Gates told CNN on Wednesday that although charges had been dropped, he will keep the issue alive.
"This is not about me; this is about the vulnerability of black men in America," Gates told CNN's Soledad O'Brien. Have race relations improved since Obama's election?
Gates said he'd be prepared to forgive the arresting officer "if he told the truth" about what the director of Harvard's W.E.B. Du Bois Institute for African and African American Research said were "fabrications" in the police report.
The officer, Sgt. James Crowley, told CNN affiliate WCVB earlier Wednesday that he will not apologize.
"There are not many certainties in life, but it is for certain that Sgt.

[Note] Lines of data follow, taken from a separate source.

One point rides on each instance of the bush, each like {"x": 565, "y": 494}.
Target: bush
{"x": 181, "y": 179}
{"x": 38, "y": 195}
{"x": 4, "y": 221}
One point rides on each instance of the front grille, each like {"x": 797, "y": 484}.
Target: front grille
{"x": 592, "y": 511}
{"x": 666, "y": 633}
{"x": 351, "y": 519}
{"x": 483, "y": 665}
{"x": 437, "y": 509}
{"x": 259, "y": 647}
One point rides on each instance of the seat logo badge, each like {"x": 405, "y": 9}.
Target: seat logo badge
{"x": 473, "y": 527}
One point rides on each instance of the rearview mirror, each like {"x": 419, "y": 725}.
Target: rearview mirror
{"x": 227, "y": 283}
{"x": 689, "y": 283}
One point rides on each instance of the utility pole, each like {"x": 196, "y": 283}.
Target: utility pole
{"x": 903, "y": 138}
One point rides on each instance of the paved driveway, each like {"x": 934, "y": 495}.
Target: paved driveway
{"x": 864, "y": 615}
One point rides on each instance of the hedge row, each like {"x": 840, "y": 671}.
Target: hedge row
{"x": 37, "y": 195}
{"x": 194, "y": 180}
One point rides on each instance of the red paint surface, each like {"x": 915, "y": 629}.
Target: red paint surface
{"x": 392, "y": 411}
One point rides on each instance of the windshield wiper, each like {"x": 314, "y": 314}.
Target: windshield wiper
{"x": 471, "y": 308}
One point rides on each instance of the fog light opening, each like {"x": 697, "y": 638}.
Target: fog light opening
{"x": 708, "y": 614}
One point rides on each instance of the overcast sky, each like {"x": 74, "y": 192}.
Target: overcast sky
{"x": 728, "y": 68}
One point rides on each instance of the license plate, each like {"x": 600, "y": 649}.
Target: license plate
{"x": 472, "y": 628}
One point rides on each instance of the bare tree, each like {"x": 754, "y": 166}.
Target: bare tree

Crowley will not be apologizing," he said.
Gates said the mayor of Cambridge, Massachusetts, called him to apologize about the incident, in which he was arrested and charged with disorderly conduct.
CNN could not confirm Wednesday night that an apology was made.
Cambridge Mayor E. Denise Simmons did not respond to requests by CNN
for comment.
Crowley wrote in the Cambridge police report that
Gates refused to step outside to speak with him, the police report
said, and when Crowley told Gates that he was investigating a possible
break-in, Gates opened the front door and exclaimed, "Why, because I'm
a black man in America?" the report said.
The report said Gates
initially refused to show the officer identification, but eventually
produced a Harvard identification card, prompting Crowley to radio for
Harvard University Police.
"While I was led to believe that
Gates was lawfully in the residence, I was quite surprised and confused
with the behavior he exhibited toward me," Crowley said, according to
the report.
Gates
was arrested for "loud and tumultuous behavior in a public space" and
was released from police custody after spending four hours at the
police station.
He said Wednesday that he and his lawyers were considering further actions, not excluding a lawsuit.
Gates said that although the ordeal had upset him, "I would do the same thing exactly again."
Earlier this week, a prosecutor dropped the charge against Gates and
the city's police department recommended that the matter not be pursued.